Sitting on the early morning train to Dundee, looking out the window to see deer grazing on the misty rolling hills of the Scottish countryside as the sunrise crept along the horizon was a pleasant way to start off the INTO Dundee Heritage Now: Relevance & Community Conference. These types of conferences can feel intimidating for a student, but I really felt like I could choose my involvement which built up my confidence in talking to these industry professionals. The plenary sessions allowed me to hear from leaders in the Heritage sector, the breakout sessions focused on a topic I knew a little about already, and the coffee breaks gave me the opportunity to talk with professionals in smaller groups. After the first day, I felt like maybe I do have something important to add to these conversations.

I also must commend the organisation for addressing realistic challenges faced by the heritage sector, like social activism, engaging with post-pandemic audiences, and state relationships with heritage organisations. I found that the breakout sessions allowed delegates to ask for help. Through these breakout sessions, I noticed that there are common issues this sector faces globally, and it was nice to see newer and smaller organisations give advice to larger, more established organisations. There was an obvious comradery throughout this weekend that I was relieved to see considering the ‘perfect storm’ affecting arts and cultural organisations in the UK. It was also reassuring to see the same effort in understanding the legacy of slavery within today’s sector and the urgency to unravel its knots within such a community-focused industry.

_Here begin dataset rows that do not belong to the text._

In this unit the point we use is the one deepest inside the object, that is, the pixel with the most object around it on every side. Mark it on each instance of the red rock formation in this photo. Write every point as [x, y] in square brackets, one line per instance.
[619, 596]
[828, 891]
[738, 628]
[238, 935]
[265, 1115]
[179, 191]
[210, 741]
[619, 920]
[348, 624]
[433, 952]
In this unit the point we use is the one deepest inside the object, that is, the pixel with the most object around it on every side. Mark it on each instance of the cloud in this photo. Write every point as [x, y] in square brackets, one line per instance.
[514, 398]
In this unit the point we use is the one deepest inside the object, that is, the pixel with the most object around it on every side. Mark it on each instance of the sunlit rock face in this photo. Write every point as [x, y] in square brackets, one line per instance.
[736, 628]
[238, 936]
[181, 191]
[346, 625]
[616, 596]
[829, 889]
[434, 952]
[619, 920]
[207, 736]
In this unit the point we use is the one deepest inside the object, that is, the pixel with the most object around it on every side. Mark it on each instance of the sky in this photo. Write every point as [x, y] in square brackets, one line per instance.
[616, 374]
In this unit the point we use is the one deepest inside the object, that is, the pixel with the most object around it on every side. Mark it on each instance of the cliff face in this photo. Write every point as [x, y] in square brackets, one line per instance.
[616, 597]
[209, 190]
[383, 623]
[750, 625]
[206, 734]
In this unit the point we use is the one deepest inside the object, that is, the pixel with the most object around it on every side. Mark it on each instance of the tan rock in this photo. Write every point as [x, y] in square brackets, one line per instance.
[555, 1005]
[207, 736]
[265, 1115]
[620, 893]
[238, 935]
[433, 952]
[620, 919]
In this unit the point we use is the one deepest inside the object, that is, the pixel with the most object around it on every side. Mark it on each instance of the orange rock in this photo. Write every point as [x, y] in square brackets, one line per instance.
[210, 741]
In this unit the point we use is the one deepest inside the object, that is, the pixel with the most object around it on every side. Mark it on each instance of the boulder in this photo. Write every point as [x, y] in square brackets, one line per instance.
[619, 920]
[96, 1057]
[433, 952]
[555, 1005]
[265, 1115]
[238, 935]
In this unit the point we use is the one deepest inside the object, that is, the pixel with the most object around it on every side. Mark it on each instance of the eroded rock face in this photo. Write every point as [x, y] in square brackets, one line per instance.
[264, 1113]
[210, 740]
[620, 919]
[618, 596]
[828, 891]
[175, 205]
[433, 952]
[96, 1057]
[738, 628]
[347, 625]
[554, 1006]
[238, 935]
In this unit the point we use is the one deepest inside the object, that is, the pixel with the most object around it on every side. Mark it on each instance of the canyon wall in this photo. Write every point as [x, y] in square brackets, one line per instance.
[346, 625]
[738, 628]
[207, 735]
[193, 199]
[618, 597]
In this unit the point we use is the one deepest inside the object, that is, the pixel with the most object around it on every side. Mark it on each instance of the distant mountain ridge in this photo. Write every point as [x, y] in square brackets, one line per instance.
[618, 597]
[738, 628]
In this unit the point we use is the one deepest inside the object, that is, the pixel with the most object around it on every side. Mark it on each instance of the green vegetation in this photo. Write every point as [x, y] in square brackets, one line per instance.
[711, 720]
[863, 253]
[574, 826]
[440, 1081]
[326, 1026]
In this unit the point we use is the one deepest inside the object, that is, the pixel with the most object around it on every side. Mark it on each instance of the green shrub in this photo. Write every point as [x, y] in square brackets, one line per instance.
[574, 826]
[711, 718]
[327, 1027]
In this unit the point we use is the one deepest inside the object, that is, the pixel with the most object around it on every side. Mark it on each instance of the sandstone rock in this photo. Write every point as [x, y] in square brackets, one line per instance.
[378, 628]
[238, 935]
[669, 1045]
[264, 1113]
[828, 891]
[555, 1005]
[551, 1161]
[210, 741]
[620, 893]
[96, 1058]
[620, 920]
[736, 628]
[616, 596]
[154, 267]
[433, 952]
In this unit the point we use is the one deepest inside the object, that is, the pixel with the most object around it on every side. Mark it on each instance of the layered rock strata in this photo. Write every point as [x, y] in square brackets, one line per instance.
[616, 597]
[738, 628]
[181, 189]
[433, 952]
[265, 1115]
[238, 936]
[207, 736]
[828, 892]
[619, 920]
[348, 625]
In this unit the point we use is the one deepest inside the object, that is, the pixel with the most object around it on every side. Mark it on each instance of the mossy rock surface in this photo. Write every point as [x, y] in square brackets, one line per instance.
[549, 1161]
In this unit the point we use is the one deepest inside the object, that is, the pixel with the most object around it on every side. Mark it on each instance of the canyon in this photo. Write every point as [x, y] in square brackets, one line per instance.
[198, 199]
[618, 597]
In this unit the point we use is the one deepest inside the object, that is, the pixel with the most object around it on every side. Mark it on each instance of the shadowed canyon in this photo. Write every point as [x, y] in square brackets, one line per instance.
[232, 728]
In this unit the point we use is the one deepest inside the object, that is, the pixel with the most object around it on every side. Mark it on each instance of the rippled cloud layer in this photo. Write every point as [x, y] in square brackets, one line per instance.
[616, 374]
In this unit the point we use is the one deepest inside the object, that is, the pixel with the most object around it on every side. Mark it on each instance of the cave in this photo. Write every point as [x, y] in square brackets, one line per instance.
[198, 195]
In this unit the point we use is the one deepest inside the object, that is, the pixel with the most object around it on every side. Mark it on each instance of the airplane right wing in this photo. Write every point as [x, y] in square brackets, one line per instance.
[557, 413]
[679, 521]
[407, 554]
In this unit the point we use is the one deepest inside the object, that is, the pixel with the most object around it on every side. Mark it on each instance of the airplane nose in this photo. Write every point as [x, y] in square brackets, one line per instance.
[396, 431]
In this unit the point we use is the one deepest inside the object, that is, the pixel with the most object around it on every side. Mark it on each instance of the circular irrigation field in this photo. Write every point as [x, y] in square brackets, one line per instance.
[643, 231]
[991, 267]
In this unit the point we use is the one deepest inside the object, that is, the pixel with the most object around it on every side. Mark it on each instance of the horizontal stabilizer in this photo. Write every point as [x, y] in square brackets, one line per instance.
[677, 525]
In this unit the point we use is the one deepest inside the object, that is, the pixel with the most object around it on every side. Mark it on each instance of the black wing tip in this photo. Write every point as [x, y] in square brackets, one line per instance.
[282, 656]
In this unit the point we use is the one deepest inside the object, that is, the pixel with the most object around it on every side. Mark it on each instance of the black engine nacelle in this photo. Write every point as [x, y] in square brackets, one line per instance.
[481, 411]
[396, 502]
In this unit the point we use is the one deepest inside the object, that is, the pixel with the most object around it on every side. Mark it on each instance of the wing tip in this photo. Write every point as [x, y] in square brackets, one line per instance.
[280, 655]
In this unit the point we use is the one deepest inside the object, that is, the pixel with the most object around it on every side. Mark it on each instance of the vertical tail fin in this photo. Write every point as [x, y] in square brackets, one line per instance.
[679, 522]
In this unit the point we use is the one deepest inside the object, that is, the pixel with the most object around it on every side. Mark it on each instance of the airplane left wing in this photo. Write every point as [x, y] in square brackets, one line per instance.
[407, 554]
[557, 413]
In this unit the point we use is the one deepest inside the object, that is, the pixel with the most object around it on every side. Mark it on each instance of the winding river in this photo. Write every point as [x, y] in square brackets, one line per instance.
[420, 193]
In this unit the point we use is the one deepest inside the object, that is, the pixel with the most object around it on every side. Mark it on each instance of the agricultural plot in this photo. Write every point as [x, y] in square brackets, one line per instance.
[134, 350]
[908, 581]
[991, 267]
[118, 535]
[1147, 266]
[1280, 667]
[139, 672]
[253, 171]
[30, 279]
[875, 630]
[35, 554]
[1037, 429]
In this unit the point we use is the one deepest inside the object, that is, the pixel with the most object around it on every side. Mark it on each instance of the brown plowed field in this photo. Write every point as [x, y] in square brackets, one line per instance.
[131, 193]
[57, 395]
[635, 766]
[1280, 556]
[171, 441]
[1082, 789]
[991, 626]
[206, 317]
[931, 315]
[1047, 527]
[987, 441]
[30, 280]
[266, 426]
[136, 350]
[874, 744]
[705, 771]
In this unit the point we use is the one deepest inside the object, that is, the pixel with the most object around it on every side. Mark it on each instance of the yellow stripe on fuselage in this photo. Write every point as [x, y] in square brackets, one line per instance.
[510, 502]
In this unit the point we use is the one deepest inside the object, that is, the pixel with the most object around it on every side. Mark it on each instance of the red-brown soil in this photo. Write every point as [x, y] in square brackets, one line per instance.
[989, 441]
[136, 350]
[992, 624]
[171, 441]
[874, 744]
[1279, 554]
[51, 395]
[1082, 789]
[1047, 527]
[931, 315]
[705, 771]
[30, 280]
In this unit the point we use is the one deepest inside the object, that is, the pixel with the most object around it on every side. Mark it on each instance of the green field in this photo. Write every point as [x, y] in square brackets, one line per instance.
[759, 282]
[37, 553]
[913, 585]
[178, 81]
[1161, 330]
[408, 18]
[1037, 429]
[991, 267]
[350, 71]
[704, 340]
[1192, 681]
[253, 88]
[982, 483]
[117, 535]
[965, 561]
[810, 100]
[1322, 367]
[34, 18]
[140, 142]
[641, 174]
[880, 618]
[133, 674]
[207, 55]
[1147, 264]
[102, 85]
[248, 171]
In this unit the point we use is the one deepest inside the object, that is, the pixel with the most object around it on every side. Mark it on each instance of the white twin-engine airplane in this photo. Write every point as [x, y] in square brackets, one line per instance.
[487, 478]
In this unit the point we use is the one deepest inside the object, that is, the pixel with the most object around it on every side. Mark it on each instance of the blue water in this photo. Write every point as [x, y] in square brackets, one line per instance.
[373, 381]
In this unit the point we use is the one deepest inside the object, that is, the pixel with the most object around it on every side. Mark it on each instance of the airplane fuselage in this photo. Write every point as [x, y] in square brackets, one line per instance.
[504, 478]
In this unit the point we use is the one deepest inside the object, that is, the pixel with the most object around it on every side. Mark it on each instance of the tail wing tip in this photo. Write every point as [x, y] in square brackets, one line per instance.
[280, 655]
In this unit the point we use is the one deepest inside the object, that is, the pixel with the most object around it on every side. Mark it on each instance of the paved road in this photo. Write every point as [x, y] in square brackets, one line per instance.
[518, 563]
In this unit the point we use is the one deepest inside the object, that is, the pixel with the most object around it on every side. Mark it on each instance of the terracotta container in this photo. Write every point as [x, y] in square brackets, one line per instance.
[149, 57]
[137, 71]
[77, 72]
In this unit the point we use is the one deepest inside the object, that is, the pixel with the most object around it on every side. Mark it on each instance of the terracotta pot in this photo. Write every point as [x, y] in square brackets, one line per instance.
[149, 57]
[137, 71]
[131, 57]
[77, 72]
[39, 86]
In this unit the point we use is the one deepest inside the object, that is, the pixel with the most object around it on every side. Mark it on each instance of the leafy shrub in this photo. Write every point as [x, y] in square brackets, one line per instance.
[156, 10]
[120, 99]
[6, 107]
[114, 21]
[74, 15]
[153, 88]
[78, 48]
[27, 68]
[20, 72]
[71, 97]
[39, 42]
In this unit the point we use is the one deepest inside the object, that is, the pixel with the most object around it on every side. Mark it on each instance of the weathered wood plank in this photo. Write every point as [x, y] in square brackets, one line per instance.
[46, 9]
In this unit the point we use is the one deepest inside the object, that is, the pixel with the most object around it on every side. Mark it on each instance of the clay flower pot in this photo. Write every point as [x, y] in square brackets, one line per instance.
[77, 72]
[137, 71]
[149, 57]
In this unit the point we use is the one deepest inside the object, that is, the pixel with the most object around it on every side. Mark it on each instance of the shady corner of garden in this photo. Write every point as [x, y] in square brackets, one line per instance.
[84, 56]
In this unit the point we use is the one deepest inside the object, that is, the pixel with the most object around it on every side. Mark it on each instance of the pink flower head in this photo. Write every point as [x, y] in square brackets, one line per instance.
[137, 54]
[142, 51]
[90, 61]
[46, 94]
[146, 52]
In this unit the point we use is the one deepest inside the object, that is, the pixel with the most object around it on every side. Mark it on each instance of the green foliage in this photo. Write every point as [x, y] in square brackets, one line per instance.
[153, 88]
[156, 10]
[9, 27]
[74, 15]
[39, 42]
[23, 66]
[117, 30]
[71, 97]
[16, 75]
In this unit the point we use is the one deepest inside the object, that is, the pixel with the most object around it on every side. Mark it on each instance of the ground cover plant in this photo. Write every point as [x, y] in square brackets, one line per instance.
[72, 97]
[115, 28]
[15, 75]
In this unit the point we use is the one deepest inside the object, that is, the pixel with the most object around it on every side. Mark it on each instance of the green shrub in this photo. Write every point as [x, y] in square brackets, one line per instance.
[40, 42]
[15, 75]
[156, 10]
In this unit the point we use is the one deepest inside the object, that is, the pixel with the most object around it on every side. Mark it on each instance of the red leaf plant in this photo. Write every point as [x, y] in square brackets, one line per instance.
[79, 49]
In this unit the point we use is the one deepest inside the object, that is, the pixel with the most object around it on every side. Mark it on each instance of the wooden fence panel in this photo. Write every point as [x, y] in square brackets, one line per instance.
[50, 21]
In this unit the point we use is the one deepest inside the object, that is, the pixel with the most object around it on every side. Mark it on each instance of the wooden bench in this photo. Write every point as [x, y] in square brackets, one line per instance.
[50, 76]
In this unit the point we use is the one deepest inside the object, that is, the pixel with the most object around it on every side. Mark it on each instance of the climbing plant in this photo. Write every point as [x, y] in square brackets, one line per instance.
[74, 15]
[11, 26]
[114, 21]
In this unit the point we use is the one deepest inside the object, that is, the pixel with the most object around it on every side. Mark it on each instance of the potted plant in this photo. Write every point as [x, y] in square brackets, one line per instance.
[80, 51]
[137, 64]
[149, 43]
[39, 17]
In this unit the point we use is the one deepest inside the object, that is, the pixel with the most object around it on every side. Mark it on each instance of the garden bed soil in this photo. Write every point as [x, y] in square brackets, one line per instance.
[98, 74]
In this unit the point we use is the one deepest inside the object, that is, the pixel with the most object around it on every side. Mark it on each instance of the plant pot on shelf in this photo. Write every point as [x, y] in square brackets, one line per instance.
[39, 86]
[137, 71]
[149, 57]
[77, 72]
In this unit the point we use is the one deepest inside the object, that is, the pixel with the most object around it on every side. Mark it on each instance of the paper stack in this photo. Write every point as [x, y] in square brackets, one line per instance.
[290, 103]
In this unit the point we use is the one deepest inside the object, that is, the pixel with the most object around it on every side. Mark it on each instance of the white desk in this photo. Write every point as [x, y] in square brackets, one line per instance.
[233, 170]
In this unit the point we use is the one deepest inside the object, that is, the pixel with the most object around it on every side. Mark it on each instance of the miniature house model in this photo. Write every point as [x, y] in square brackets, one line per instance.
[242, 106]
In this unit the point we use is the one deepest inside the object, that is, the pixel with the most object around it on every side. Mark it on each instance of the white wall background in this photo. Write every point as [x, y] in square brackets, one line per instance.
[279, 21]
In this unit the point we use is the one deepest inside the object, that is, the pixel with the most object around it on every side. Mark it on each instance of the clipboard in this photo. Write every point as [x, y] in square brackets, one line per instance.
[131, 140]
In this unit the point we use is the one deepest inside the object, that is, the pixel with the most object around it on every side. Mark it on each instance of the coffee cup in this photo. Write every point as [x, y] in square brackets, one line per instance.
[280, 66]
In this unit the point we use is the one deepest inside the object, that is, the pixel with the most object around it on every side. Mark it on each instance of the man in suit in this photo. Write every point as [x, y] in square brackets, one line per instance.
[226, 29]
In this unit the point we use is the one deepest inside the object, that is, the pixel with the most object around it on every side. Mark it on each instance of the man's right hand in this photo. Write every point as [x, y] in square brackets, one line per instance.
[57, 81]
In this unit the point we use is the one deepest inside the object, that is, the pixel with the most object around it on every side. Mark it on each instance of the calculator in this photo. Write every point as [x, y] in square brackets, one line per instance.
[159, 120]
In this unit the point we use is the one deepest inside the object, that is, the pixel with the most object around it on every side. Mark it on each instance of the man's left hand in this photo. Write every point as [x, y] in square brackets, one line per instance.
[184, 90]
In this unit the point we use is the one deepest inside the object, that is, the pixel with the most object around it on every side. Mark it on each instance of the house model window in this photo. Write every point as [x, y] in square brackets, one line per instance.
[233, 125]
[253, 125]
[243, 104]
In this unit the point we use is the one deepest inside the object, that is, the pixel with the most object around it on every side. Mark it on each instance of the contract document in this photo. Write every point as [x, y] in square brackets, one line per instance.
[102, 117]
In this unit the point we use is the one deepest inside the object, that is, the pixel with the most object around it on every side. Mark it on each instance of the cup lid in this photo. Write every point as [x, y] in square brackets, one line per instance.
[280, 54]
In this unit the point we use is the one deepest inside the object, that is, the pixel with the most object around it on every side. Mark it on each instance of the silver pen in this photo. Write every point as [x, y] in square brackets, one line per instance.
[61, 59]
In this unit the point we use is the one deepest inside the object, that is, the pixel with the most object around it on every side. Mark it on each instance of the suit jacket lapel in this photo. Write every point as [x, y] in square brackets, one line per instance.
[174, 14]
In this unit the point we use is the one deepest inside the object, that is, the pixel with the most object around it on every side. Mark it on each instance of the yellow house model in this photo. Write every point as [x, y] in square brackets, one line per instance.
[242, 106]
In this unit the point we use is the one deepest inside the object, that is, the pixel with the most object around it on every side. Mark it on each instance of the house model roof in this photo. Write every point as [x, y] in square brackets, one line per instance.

Initially, I signed up for this conference in an attempt to find a topic for my master’s dissertation. At the end, I had a list of topics from heritage in law, culture in crisis, not-for-profit governance in developing countries, and decolonisation in the heritage sector. I’m only slightly closer to a dissertation topic, but I feel as though I know the sector better – both at home and abroad. I’ve also been able to bring what I learned from the conference to my seminar classes which has made our discussions deeper.

Speaking with other students at the conference, we all agreed that the collection of knowledge and skills that congregated at the conference was INTO’s biggest asset. Some breakout rooms could move away from their original topic but were still useful because of the advice being shared from so many different perspectives. For me, the biggest takeaway is that no matter how big the challenge is – whether it’s in finding funding, delicately managing egos, or protecting the past for a better future – there is an entire world of heritage innovators willing to share their problem-solving skills and experience.

I feel very lucky to have had the opportunity to attend the conference at the V&A Dundee, and would like to thank the V&A Dundee for making this experience possible.